Si le ridicule tuait, nous n’aurions plus un seul festival à nous mettre sous la dent (ou dans l’oeil), c’est clair! Mais heureusement (ou peut-être malheureusement), le ridicule ne tue pas. Pas encore.
J’espère vraiment qu’un ménage sera fait afin d’offrir un festival, un vrai, qui serait d’envergure internationale, qui amenèrait un rayonnement, un vrai là aussi, pour la ville et le cinéma. Et permettra aux cinéphiles de s’y retrouver, de façon intelligente, une fois l’an, plutôt que devoir s’en taper deux, ou trois, de façon pressée et confuse, sur une période d’un mois et demi, qui plus est.
Qui vivra verra. Qui ira, saura. Qui se tapera les trois, à coup sûr, s’écoeurera!
(je vous l’accorde, n’importe quoi!).

Podium

Ce n’est plus un secret pour personne (ou presque!?!), j’adore la musique française et plus spécialement les vieux tubes… comme ceux de Claude François. Alors vraiment, c’était tout indiqué, on peut presque dire un naturel!
Pour le sujet, donc, et la musique, mais également pour celui qui joue le rôle de CF, le formidable Benoît Poelvoorde. Un acteur tellement talentueux et polyvalent. Dans ce film, il est tour à tour drôle, touchant, navrant, désespérant (bon, d’accord, un tout petit peu), convaincu et surtout, convaincant. Son acolyte, Couscous (joué par Jean-Paul Rouve), est pathétique à souhait et lui fait une délicieuse réplique.
J’ai également découvert plein de choses sur la vie du chanteur. Je ne sais ce qui est purement autobiographique et ce qui tient plutôt de la fiction, mais on reste sur l’impression de connaître un peu mieux cet artiste passionné, intense, tombeur (bis) et tout ce qu’il y a de «chiant» (ou égocentrique, peut-être?).
Un film qui raconte les rêves de Bernard Frédéric (BP), ex-imitateur par excellence de CF, devenu sage, papa et banquier (résigné), par amour. Qui décide tout à coup de revenir à sa passion première, la scène et la foule, le temps d’un dernier concours.

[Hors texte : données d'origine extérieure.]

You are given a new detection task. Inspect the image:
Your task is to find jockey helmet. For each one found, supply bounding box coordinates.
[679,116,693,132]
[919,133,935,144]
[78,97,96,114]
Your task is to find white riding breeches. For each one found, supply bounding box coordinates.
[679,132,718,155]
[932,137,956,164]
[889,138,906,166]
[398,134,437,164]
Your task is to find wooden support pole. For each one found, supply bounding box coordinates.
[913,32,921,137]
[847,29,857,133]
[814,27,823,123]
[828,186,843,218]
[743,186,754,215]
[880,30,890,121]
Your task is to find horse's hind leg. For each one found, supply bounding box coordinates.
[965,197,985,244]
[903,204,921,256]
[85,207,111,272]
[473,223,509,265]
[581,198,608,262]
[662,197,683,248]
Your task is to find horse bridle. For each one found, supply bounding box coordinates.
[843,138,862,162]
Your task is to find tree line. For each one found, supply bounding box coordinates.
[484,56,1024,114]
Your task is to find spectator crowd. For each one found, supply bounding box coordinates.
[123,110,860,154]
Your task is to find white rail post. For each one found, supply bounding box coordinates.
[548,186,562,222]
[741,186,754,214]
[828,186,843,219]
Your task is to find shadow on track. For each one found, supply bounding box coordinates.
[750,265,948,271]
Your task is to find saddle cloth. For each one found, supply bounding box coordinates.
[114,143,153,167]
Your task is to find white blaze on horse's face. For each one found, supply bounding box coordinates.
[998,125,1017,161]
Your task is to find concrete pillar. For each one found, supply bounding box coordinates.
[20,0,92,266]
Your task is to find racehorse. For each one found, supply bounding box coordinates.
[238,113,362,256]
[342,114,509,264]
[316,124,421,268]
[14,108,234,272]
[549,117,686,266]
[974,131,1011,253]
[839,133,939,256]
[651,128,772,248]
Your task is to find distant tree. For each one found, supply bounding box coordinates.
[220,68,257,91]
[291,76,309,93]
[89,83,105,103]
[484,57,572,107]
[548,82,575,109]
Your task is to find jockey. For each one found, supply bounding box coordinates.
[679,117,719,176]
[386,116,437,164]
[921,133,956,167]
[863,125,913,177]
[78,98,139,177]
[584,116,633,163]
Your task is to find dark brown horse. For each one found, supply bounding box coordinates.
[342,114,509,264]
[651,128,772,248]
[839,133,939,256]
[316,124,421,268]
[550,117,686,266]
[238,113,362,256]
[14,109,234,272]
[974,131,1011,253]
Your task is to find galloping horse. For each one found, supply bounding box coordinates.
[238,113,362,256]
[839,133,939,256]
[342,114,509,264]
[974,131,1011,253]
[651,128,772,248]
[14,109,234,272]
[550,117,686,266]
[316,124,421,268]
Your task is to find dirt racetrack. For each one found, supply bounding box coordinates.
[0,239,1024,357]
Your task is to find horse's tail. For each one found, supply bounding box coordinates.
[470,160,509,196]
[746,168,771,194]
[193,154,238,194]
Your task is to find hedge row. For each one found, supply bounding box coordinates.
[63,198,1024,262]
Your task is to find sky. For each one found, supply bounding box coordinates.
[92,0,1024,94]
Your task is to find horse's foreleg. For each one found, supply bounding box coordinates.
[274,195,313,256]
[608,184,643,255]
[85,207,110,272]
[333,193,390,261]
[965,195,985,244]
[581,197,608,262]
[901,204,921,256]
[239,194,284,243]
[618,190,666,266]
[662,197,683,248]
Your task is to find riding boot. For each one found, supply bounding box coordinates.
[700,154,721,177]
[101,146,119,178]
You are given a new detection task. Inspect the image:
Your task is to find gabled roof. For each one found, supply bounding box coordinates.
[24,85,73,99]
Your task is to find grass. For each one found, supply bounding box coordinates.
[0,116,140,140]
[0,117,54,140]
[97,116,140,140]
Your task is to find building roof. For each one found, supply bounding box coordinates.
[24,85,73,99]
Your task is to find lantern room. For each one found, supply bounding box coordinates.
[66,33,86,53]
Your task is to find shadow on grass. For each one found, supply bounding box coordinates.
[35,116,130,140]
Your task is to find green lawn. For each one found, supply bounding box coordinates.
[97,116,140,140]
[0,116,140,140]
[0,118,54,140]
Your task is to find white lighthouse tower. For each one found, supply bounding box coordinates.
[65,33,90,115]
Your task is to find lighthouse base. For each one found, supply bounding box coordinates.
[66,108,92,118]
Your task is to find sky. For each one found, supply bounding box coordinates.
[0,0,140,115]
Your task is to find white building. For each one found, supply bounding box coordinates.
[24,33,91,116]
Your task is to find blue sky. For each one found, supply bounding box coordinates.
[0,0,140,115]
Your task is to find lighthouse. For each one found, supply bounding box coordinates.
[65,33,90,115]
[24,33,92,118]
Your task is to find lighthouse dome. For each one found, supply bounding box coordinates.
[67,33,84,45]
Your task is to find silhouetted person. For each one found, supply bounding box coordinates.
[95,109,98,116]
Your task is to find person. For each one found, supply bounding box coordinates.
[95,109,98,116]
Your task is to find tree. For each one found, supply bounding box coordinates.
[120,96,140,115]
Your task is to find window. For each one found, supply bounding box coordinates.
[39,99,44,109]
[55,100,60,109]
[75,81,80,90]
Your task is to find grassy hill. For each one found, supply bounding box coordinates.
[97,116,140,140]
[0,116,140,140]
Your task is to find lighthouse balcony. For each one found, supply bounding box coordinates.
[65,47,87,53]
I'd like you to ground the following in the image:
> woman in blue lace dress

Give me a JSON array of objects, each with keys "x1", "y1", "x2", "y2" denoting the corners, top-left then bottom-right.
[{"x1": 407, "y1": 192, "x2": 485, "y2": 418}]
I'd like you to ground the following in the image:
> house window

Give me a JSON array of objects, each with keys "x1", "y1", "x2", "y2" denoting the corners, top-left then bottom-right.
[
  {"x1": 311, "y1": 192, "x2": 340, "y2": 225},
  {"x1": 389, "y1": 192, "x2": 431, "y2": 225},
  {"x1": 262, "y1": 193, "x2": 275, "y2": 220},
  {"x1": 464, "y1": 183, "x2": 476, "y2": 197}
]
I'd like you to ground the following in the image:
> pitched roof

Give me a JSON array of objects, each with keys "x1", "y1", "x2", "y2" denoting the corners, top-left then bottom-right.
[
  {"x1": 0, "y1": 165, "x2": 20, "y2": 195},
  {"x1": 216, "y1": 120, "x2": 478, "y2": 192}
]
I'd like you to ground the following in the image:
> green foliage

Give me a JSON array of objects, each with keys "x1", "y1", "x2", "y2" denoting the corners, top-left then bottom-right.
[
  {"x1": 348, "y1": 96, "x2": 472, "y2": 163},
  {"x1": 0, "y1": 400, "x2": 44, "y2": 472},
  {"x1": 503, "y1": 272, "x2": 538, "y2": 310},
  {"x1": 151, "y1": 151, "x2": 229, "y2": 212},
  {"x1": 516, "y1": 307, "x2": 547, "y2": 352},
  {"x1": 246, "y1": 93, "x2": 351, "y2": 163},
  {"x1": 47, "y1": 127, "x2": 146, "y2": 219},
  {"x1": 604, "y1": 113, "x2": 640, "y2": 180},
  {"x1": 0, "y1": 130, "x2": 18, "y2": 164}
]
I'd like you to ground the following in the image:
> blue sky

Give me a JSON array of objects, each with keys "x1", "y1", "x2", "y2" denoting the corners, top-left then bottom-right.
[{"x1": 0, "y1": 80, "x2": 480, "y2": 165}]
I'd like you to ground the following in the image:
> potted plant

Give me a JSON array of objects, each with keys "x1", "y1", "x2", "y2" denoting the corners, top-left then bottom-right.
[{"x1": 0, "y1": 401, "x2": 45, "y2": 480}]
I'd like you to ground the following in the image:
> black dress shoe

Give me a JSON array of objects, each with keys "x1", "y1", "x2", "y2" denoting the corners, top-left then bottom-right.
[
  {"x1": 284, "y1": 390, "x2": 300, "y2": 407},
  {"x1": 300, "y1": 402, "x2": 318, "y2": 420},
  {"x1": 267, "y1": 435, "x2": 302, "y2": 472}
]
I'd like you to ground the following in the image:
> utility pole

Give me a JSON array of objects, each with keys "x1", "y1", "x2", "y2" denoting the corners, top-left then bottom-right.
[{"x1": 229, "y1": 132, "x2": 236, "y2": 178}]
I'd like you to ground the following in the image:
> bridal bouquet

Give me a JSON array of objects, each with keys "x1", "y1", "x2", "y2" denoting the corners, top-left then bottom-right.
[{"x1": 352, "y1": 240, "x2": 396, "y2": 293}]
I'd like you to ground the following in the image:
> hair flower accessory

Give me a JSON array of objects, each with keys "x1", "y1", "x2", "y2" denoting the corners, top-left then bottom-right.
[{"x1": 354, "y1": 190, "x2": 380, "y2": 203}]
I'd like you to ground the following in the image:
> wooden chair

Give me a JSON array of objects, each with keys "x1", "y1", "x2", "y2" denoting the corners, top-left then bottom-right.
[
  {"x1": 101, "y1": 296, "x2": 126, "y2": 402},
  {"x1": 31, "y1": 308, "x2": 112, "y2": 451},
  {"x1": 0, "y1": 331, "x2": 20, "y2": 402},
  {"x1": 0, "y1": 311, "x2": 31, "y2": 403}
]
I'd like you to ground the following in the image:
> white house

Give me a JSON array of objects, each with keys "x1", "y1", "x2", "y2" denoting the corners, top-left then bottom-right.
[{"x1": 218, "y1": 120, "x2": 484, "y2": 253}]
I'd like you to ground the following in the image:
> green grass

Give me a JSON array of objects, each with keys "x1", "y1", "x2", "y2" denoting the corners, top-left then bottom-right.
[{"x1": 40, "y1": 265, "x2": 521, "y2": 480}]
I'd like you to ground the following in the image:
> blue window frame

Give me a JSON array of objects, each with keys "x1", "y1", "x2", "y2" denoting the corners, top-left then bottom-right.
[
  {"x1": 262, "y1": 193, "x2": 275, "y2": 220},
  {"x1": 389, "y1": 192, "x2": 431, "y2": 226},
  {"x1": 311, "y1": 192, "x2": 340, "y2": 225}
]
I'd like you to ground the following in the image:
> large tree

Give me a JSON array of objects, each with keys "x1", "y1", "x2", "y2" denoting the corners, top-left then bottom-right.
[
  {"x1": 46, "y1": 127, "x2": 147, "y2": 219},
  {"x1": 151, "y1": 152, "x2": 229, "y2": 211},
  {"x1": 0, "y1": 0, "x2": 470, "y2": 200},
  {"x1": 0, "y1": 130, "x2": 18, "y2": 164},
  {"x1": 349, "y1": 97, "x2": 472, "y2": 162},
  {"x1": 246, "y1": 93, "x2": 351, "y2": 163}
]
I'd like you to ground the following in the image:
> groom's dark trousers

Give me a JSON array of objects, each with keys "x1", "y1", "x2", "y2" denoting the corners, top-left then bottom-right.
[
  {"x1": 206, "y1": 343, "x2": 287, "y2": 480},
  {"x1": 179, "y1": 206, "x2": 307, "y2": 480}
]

Une réalisation simple mais efficace. Avec de beaux décors et de beaux costumes, rétros et colorés. La trame musicale (non, non, pas que du François) est vraiment bonne et même délirante, à l’occasion. Du Bécaud, du Dassin, du Clerc et surtout, surtout, beaucoup de Poelvoorde, ai-je découvert avec joie. C’est qu’il chante bien, le mec, et qu’il se débrouille également côté déhanchement… même si nous avons surtout droit à de l’humour, à ce chapitre. Au sens de caricature, disons.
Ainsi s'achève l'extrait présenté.